Danna, who's expertise is caring for the infant ostriches, said stress is the number one killer of baby ostriches. They need a mother and protector to care for them around the clock. That's where Danna comes in. She is in charge of incubating the eggs and raising the baby ostriches after they hatch, about 100 a week.

"It's so neat," Danna said. "I love to watch them hatch. As many birds as I've seen, I never get over how cute the babies are. And I get to be the mother."

Impersonating an ostrich mom is a tough job. Danna said a large chunk of her 12-to-15-hour day is spent just sitting with the babies. And if you think her job is made easier by the high intelligence of the regal desert-dwelling birds, think again.

"They're as dumb as rocks," Danna said. "They are so stupid and curious. They will eat anything, even if it kills them."

Danna, a professional rodeo barrel racer who has a degree in computer science from the University of Central Oklahoma, got into the ostrich business about eight years ago when her father brought home a pair of babies. At the time, in her early 20s and living on a ranch in Guthrie, Oklahoma, Cogburn said she did not think breeding ostriches was a strange idea at all.

"We've always been in off-the-wall businesses," Danna said. "D.C. had a roller skating rink for 28 years, a miniature golf course and a water slide. But I think this is probably what we'll do the rest of our lives."

She said the Cogburn ranch is on the cutting edge of this fledgling business, but, she confessed, because it is so new, ostrich ranching is still a lot of hits and misses. Although it has been popular in South Africa since the mid-1800s, it has just begun to grow in the United States. One reason for that is the ability to get in on the ground floor.

Teresa Barbanell, who started an ostrich company called Blue Ridge Industries, got interested in the quirky bird in 1992 while working as an investment broker. In the first issue of her monthly newsletter, the Blue Ridge Ostrich Review, she explained the opportunity that the ostrich industry offers.

"Unlike many other industries, the ostrich industry has an 'open arms' policy for newcomers," Barbanell wrote. "Why, you may ask, does this industry have a distinct magnetism for recruiting a balance of people from varied walks of life?

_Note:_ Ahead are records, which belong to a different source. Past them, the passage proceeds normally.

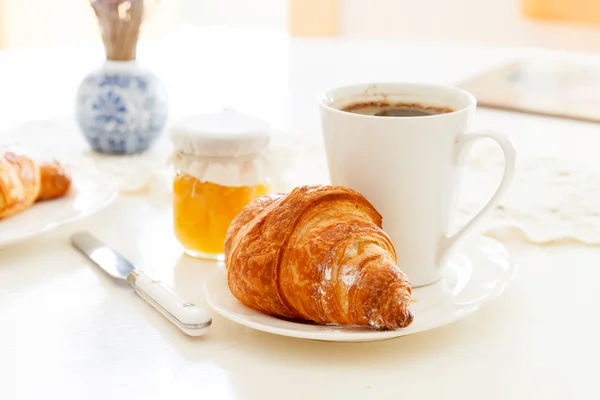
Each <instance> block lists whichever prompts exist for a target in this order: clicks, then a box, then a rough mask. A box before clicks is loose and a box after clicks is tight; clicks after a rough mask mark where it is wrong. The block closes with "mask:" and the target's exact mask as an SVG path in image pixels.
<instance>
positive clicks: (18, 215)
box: [0, 169, 118, 247]
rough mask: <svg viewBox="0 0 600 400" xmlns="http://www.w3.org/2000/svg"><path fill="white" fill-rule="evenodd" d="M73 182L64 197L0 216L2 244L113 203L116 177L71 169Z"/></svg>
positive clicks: (86, 171)
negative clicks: (9, 213)
mask: <svg viewBox="0 0 600 400" xmlns="http://www.w3.org/2000/svg"><path fill="white" fill-rule="evenodd" d="M72 178H73V183H72V187H71V190H70V192H69V194H68V195H66V196H65V197H63V198H59V199H53V200H47V201H42V202H39V203H35V204H34V205H32V206H31V207H30V208H28V209H26V210H23V211H22V212H20V213H18V214H15V215H13V216H11V217H8V218H5V219H0V247H4V246H7V245H9V244H14V243H17V242H21V241H23V240H26V239H30V238H32V237H34V236H37V235H40V234H42V233H46V232H49V231H51V230H53V229H56V228H58V227H59V226H62V225H65V224H67V223H70V222H74V221H77V220H79V219H81V218H84V217H87V216H89V215H92V214H93V213H96V212H98V211H100V210H102V209H103V208H105V207H107V206H108V205H110V204H111V203H112V202H113V201H114V199H115V198H116V197H117V191H118V186H117V183H116V181H115V180H114V179H112V178H109V177H107V176H104V175H101V174H99V173H96V172H92V171H87V170H79V169H72Z"/></svg>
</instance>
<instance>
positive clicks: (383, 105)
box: [341, 101, 455, 117]
mask: <svg viewBox="0 0 600 400" xmlns="http://www.w3.org/2000/svg"><path fill="white" fill-rule="evenodd" d="M341 110H342V111H346V112H350V113H354V114H362V115H373V116H376V117H424V116H428V115H436V114H446V113H450V112H453V111H455V110H454V109H453V108H451V107H444V106H431V105H426V104H420V103H399V102H384V101H371V102H358V103H353V104H350V105H347V106H345V107H343V108H342V109H341Z"/></svg>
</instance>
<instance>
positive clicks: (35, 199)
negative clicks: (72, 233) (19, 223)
mask: <svg viewBox="0 0 600 400" xmlns="http://www.w3.org/2000/svg"><path fill="white" fill-rule="evenodd" d="M70 187H71V176H70V174H69V173H68V171H67V170H66V168H65V167H64V166H62V165H61V164H59V163H58V162H56V161H53V162H37V161H35V160H33V159H32V158H30V157H28V156H27V155H25V154H24V153H22V152H19V151H16V150H12V149H11V150H6V149H3V148H0V219H2V218H6V217H9V216H11V215H14V214H17V213H19V212H21V211H23V210H25V209H26V208H28V207H30V206H31V205H32V204H33V203H35V202H36V201H40V200H48V199H53V198H57V197H62V196H64V195H66V194H67V193H68V191H69V189H70Z"/></svg>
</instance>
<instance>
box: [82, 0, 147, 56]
mask: <svg viewBox="0 0 600 400" xmlns="http://www.w3.org/2000/svg"><path fill="white" fill-rule="evenodd" d="M90 3H91V5H92V8H93V9H94V12H95V14H96V18H97V20H98V25H99V27H100V34H101V36H102V42H103V43H104V49H105V51H106V58H107V59H108V60H116V61H129V60H135V57H136V49H137V43H138V40H139V37H140V29H141V26H142V21H143V19H144V14H145V13H144V12H145V9H146V7H145V1H144V0H90Z"/></svg>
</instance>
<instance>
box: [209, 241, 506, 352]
mask: <svg viewBox="0 0 600 400" xmlns="http://www.w3.org/2000/svg"><path fill="white" fill-rule="evenodd" d="M515 271H516V263H515V261H514V260H513V259H512V258H511V257H510V256H509V254H508V252H507V251H506V249H505V248H504V246H503V245H502V244H500V243H499V242H497V241H495V240H493V239H489V238H486V237H482V236H476V237H472V238H469V239H467V240H466V241H465V242H463V243H462V245H460V246H459V247H458V248H457V250H456V251H455V252H454V256H453V257H452V258H451V259H450V261H449V262H448V264H447V267H446V273H445V274H444V277H443V279H442V280H440V281H439V282H437V283H435V284H433V285H430V286H427V287H423V288H417V289H414V290H413V299H414V302H413V304H412V311H413V313H414V315H415V318H414V321H413V323H412V324H411V325H410V326H408V327H407V328H405V329H398V330H393V331H379V330H375V329H370V328H361V327H347V326H323V325H316V324H311V323H302V322H290V321H287V320H283V319H279V318H275V317H271V316H268V315H265V314H263V313H261V312H258V311H255V310H253V309H251V308H248V307H246V306H244V305H243V304H242V303H240V302H239V301H238V300H237V299H236V298H235V297H234V296H233V295H232V294H231V292H230V291H229V288H228V286H227V280H226V274H225V268H220V269H219V270H218V272H217V273H216V274H215V275H214V276H213V277H212V279H211V280H209V281H208V282H207V284H206V285H205V288H206V292H207V294H208V302H209V304H210V305H211V307H212V308H214V309H215V311H216V312H217V313H219V314H220V315H222V316H223V317H225V318H227V319H229V320H231V321H233V322H237V323H239V324H242V325H245V326H247V327H249V328H253V329H258V330H260V331H264V332H269V333H274V334H276V335H283V336H291V337H296V338H303V339H315V340H325V341H335V342H368V341H375V340H384V339H391V338H394V337H398V336H404V335H409V334H413V333H417V332H423V331H426V330H430V329H433V328H437V327H439V326H442V325H446V324H449V323H451V322H454V321H456V320H458V319H459V318H463V317H466V316H467V315H469V314H471V313H473V312H475V311H476V310H477V309H479V307H481V305H483V304H484V303H486V302H488V301H490V300H492V299H494V298H496V297H498V296H499V295H500V294H501V293H502V292H503V291H504V289H505V288H506V286H507V285H508V283H509V282H510V281H511V279H512V278H513V276H514V274H515Z"/></svg>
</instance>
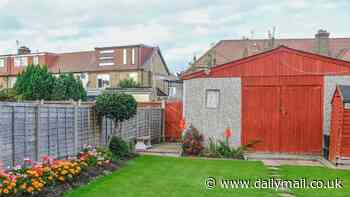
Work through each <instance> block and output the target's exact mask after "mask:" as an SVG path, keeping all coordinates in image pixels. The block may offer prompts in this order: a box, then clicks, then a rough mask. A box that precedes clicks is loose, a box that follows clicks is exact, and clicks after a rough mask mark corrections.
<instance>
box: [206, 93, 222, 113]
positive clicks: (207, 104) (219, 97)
mask: <svg viewBox="0 0 350 197" xmlns="http://www.w3.org/2000/svg"><path fill="white" fill-rule="evenodd" d="M219 101H220V90H218V89H210V90H206V92H205V105H206V107H207V108H210V109H216V108H218V107H219Z"/></svg>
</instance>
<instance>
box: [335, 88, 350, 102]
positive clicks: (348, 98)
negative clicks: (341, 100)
mask: <svg viewBox="0 0 350 197" xmlns="http://www.w3.org/2000/svg"><path fill="white" fill-rule="evenodd" d="M338 89H339V91H340V95H341V97H342V99H343V102H344V103H350V86H348V85H338Z"/></svg>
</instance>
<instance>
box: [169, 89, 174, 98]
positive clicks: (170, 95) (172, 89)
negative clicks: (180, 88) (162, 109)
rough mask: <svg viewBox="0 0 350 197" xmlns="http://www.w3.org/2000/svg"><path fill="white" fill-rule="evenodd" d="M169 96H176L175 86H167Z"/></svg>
mask: <svg viewBox="0 0 350 197" xmlns="http://www.w3.org/2000/svg"><path fill="white" fill-rule="evenodd" d="M169 96H170V97H175V96H176V87H169Z"/></svg>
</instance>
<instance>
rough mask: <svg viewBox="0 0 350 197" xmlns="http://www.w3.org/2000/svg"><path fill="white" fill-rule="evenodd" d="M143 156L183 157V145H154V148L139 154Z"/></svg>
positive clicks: (149, 149) (171, 144)
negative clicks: (182, 145)
mask: <svg viewBox="0 0 350 197" xmlns="http://www.w3.org/2000/svg"><path fill="white" fill-rule="evenodd" d="M138 153H139V154H142V155H160V156H172V157H180V156H181V144H180V143H162V144H156V145H153V146H152V148H150V149H147V150H146V151H143V152H138Z"/></svg>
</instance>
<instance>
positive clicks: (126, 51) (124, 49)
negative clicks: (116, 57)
mask: <svg viewBox="0 0 350 197" xmlns="http://www.w3.org/2000/svg"><path fill="white" fill-rule="evenodd" d="M127 62H128V51H127V49H123V64H126V63H127Z"/></svg>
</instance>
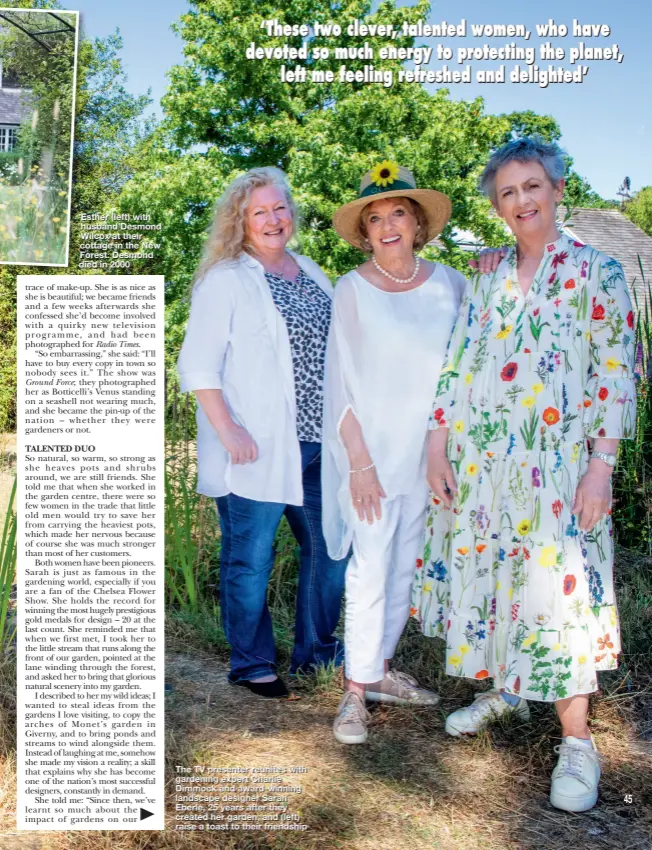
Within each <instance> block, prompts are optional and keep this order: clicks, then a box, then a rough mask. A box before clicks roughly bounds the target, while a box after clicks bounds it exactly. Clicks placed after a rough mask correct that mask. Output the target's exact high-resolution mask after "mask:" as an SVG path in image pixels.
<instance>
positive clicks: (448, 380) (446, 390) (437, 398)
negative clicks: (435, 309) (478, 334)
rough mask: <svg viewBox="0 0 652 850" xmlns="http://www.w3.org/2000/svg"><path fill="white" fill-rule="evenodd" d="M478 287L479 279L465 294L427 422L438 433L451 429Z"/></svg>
mask: <svg viewBox="0 0 652 850" xmlns="http://www.w3.org/2000/svg"><path fill="white" fill-rule="evenodd" d="M476 287H477V277H476V278H474V279H473V281H472V282H471V283H470V284H468V285H467V287H466V290H465V292H464V297H463V299H462V303H461V304H460V312H459V315H458V317H457V320H456V322H455V327H454V328H453V333H452V334H451V338H450V341H449V343H448V349H447V351H446V359H445V360H444V366H443V368H442V370H441V374H440V376H439V382H438V385H437V392H436V398H435V402H434V404H433V409H432V413H431V415H430V419H429V421H428V428H429V430H431V431H436V430H438V429H439V428H449V427H450V424H451V422H452V420H453V418H454V417H453V414H454V408H455V397H456V395H457V389H458V381H459V380H460V364H461V362H462V357H463V355H464V351H465V350H466V348H467V347H468V344H469V333H468V332H469V327H470V326H471V323H472V313H473V310H472V296H473V292H474V291H475V289H476Z"/></svg>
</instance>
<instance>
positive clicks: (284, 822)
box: [174, 764, 308, 841]
mask: <svg viewBox="0 0 652 850" xmlns="http://www.w3.org/2000/svg"><path fill="white" fill-rule="evenodd" d="M307 773H308V768H307V767H304V766H302V765H293V766H290V767H285V766H280V765H279V766H272V767H270V766H265V767H212V766H210V765H203V764H196V765H194V767H184V766H183V765H177V766H176V776H175V809H176V814H175V820H176V823H175V825H174V828H175V830H176V831H177V832H305V831H306V830H307V829H308V826H307V824H305V823H303V822H302V820H301V815H300V814H299V813H298V812H295V811H292V808H293V806H294V807H299V808H300V807H301V803H302V795H303V791H304V786H303V784H302V782H303V781H304V780H305V779H307V776H306V774H307ZM216 840H217V841H219V839H217V838H216Z"/></svg>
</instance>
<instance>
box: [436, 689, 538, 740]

The answer is simple: foresight."

In health-conscious America, the number one market for ostrich is its meat. Being even lower in fat than turkey, Danna believes ostrich is the meat for the '90s.

To test her hypothesis, the Cogburns hold local ostrich events where they serve ostrich fajitas and burgers right alongside their beef counterparts.

The people absolutely love it," Danna said. "A lot of people thought it was actually better than beef."

But with only 150,000 to 200,000 ostriches in the U.S., the price for ostrich meat is sky high.

"If we were to get one percent of the beef market, we would have to slaughter six million ostriches a year," Danna said. "There just aren't that many around yet."

In a March 1994 article in The National Culinary Review, Chef James J. Muth outlines the benefits of breeding and eating ostriches over cattle. Muth wrote that an ostrich hen will lay an average of 45 to 50 eggs a year, while a cow is only capable of having one offspring a year.

"American eating habits are in a slow but steady state of transition," Muth wrote. "As research continues on the relationship between diet and health and as consumers become increasingly better educated, the opportunities for alternative meats like ostrich will expand."

Ostriches are also used for their feathers and hides. Musth wrote that one ostrich can yield more than 75 pounds of meat and 14 square feet of leather. Also, feathers are in high demand by car manufacturers who use them to dust their vehicles before painting.

Danna, who foresees Arizona becoming the ostrich capitol of America because of its dryness, sunshine and relatively clean air, stressed that ostrich ranching is a business and, although she loves the ostriches, they are not pets.

"Our goal and focus is to raise ostriches efficiently and in large numbers," Danna said. "The ostrich industry is a real business and I believe in it wholeheartedly. I love it. Even with all the hours I put in, I just love it."